There’s a series of questions I’ve struggled with for as long as I can remember. The questions have to do with design systems work: Where should we document things? Do we make a separate app? Do we use a third-party tool to document our components? How should that tie into Figma or Sketch? What about written documentation? Should we invest a lot of time into making a giant Polaris-like wiki of how to build things?

The issue with all these tools and links and repositories is that it can become increasingly difficult to remember where to go for what kind of information. Designers should go here and engineers should go there — unless, of course, you’re an iOS engineer, then you need this special resource instead. It can be overwhelming and confusing for everyone that doesn’t live within the orbit of design systems drama and is just trying to ship a feature on time.

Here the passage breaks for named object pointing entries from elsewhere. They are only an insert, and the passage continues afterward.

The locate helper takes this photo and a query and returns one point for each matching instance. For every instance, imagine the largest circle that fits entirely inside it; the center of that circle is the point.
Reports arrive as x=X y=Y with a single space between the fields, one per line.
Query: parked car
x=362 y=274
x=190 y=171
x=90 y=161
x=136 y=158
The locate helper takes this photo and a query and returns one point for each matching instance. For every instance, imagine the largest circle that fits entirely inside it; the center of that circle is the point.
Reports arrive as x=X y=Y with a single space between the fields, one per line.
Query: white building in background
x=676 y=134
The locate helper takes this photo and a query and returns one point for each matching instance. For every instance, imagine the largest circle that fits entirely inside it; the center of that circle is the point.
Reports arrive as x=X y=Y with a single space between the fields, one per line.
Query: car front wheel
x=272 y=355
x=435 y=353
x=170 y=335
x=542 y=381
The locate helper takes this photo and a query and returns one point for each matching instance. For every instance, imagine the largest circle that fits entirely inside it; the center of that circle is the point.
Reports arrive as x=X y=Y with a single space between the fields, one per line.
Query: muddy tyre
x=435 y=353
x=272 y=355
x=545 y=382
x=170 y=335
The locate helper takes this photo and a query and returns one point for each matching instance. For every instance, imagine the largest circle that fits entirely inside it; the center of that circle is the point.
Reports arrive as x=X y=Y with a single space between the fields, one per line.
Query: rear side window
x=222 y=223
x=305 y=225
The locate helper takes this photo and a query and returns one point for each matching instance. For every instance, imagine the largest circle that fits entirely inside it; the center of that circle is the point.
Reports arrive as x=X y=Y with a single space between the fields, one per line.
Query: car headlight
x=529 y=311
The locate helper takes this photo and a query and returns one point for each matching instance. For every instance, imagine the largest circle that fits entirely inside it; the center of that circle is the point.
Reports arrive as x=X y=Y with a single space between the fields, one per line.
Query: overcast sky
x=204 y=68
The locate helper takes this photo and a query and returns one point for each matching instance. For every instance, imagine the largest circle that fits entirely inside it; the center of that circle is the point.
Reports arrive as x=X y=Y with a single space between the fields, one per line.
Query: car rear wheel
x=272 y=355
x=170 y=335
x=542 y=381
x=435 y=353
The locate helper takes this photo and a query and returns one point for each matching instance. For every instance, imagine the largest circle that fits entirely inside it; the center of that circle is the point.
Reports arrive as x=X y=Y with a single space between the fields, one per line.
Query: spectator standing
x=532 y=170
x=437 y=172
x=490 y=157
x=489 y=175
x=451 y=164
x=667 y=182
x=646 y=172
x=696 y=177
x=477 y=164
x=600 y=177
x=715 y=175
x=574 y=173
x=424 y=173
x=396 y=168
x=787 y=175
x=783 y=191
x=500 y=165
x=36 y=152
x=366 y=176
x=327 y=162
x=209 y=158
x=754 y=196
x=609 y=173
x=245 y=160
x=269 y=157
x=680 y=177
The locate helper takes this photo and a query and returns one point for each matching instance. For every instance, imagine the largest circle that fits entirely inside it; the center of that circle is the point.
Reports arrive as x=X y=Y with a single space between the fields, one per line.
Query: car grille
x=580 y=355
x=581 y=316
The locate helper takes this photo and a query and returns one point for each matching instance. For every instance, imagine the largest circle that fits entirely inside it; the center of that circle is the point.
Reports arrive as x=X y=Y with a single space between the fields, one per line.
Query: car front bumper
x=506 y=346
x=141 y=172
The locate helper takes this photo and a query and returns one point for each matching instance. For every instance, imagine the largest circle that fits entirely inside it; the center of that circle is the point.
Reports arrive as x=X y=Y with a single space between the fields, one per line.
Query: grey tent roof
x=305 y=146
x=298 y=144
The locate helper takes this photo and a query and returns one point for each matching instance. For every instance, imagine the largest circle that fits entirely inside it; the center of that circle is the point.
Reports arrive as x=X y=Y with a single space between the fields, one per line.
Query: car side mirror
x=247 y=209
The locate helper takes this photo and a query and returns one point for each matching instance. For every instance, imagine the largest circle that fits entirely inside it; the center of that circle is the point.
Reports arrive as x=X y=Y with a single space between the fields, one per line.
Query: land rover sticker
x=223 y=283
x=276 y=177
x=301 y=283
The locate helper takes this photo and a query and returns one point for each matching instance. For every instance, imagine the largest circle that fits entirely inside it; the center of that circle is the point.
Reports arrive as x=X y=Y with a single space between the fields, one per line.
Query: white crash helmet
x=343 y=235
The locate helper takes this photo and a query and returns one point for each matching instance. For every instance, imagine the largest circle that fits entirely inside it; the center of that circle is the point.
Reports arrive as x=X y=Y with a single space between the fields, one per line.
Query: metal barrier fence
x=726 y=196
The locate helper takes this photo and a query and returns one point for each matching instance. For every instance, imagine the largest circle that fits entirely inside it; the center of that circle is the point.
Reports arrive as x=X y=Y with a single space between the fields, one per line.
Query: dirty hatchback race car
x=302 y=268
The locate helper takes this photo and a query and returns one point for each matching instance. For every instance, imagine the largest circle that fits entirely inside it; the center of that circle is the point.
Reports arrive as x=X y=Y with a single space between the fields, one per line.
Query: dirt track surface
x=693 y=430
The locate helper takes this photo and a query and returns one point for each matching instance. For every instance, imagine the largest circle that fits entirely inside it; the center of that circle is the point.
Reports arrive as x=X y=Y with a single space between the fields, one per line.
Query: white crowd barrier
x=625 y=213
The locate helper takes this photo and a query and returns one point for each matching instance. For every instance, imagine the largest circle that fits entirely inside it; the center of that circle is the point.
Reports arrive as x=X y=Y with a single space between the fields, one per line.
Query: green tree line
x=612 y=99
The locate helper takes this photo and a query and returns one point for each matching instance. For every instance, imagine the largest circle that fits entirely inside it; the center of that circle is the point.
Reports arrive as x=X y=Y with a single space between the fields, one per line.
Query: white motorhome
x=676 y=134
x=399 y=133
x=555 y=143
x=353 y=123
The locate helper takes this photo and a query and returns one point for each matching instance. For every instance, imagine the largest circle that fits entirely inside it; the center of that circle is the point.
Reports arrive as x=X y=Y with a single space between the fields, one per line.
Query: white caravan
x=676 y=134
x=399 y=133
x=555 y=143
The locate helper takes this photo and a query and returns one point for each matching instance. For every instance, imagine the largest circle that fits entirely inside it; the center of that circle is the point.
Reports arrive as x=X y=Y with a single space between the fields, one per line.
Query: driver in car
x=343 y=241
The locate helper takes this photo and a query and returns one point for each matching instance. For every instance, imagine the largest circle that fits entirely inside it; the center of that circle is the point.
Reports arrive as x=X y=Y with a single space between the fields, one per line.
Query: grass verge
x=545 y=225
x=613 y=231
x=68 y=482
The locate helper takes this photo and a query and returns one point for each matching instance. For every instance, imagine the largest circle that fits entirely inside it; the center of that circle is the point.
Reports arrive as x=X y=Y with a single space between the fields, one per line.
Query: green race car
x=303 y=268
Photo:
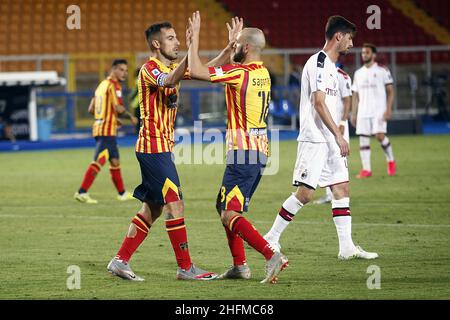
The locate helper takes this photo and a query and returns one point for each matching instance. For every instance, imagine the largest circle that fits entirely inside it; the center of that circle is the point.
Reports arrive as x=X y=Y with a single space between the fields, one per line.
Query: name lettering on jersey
x=261 y=82
x=331 y=92
x=321 y=60
x=161 y=79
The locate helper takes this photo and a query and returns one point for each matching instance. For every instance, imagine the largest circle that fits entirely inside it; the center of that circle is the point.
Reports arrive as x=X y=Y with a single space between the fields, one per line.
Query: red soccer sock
x=240 y=226
x=89 y=176
x=130 y=245
x=236 y=245
x=178 y=237
x=116 y=176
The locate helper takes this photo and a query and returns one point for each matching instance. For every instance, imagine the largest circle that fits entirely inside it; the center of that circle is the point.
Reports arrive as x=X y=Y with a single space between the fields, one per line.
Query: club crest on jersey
x=219 y=72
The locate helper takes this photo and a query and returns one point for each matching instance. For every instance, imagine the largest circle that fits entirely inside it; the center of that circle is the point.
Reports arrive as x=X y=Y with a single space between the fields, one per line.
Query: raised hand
x=194 y=23
x=236 y=26
x=188 y=36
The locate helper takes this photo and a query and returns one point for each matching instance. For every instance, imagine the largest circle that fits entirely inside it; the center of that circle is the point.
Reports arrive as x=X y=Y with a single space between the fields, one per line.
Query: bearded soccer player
x=343 y=111
x=158 y=85
x=322 y=148
x=106 y=106
x=372 y=108
x=247 y=86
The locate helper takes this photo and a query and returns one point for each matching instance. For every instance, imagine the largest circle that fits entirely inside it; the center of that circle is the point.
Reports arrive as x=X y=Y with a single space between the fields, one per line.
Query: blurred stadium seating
x=34 y=36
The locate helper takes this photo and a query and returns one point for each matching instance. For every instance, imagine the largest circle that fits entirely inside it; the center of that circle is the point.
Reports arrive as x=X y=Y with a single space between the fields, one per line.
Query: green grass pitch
x=406 y=219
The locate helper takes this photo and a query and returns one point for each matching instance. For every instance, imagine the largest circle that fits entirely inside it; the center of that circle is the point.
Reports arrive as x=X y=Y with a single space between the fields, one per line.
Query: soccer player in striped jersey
x=158 y=86
x=247 y=87
x=106 y=106
x=343 y=111
x=322 y=149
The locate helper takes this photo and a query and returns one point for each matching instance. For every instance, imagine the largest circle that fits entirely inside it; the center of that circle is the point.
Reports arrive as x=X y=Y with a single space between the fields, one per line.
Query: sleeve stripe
x=225 y=79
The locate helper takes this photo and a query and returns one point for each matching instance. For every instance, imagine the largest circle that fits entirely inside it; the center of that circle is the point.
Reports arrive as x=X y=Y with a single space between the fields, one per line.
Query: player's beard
x=368 y=60
x=239 y=56
x=170 y=56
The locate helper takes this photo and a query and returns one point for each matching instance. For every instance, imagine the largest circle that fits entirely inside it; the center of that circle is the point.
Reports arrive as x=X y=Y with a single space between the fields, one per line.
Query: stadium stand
x=283 y=17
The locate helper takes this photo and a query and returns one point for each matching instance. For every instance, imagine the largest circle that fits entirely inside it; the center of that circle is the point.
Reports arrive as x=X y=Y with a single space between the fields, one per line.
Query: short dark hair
x=338 y=24
x=371 y=46
x=154 y=30
x=116 y=62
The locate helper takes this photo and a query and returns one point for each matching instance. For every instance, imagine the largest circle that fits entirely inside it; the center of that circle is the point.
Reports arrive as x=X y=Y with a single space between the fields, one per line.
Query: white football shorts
x=319 y=164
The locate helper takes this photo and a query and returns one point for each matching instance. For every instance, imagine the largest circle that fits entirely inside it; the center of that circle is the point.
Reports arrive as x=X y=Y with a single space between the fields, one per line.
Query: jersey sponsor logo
x=304 y=174
x=261 y=81
x=161 y=79
x=331 y=92
x=155 y=72
x=219 y=72
x=321 y=60
x=258 y=131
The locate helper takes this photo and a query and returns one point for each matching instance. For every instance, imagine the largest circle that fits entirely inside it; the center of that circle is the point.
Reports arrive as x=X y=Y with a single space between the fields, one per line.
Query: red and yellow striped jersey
x=107 y=96
x=247 y=98
x=158 y=107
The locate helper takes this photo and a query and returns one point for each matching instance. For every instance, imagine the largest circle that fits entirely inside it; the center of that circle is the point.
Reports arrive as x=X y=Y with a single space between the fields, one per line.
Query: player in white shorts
x=322 y=149
x=343 y=111
x=372 y=107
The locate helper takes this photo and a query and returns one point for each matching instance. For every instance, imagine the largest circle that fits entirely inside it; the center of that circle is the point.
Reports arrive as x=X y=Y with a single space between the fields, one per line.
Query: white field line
x=192 y=220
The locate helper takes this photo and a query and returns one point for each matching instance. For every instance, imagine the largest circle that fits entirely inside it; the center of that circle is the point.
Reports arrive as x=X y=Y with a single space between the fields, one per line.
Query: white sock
x=387 y=148
x=364 y=151
x=343 y=222
x=329 y=192
x=288 y=210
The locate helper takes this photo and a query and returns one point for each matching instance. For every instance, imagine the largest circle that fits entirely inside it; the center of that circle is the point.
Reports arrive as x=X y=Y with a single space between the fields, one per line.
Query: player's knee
x=380 y=136
x=176 y=208
x=304 y=196
x=225 y=217
x=219 y=206
x=145 y=212
x=340 y=191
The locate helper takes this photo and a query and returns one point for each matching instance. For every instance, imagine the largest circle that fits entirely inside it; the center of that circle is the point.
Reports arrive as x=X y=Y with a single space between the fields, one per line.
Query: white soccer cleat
x=125 y=196
x=274 y=244
x=357 y=253
x=84 y=198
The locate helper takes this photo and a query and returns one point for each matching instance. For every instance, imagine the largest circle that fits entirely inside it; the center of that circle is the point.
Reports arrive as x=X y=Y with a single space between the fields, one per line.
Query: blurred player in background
x=372 y=108
x=343 y=112
x=322 y=149
x=106 y=106
x=158 y=84
x=247 y=85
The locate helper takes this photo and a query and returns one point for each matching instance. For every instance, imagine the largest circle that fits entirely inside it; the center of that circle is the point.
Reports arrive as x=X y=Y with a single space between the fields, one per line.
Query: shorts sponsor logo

After years of struggling with these questions, I think my current advice to my past (and current) self is this: meet the people where they are. And where are most people asking questions about design systems, whether that’s a color variable or a component or a design pattern?

In Slack!

The other day I thought it would be neat to set up some Slackbot custom responses to do a rather simple thing. When someone types color me into a channel, I all the color variables and their hex values are pasted. That way, no one needs to learn a new tool or bookmark yet another link.

Here’s how it works.

We first have to open up the settings of the organization you’re in and click the “Customize” item in this dropdown:

That pops open a new tab with the “Customize your Workspace” settings. If you select “Slackbot” from the options, then you can then see all of the custom responses that have been set up already. From there, we can create a new response like this:

That \n is what breaks things onto a new line so that I can now test it out in a chat with myself once I’ve saved this:

Because this takes up so much darn space, I also made separate answers for each color, like blue and purple. But all of this has me wondering: how else can we use Slack — or whatever chat app or communication tool — to extend the cause of good design systems work?

I bet there’s a ton of other things we can do to improve our lives within tools like this and make design systems work even easier.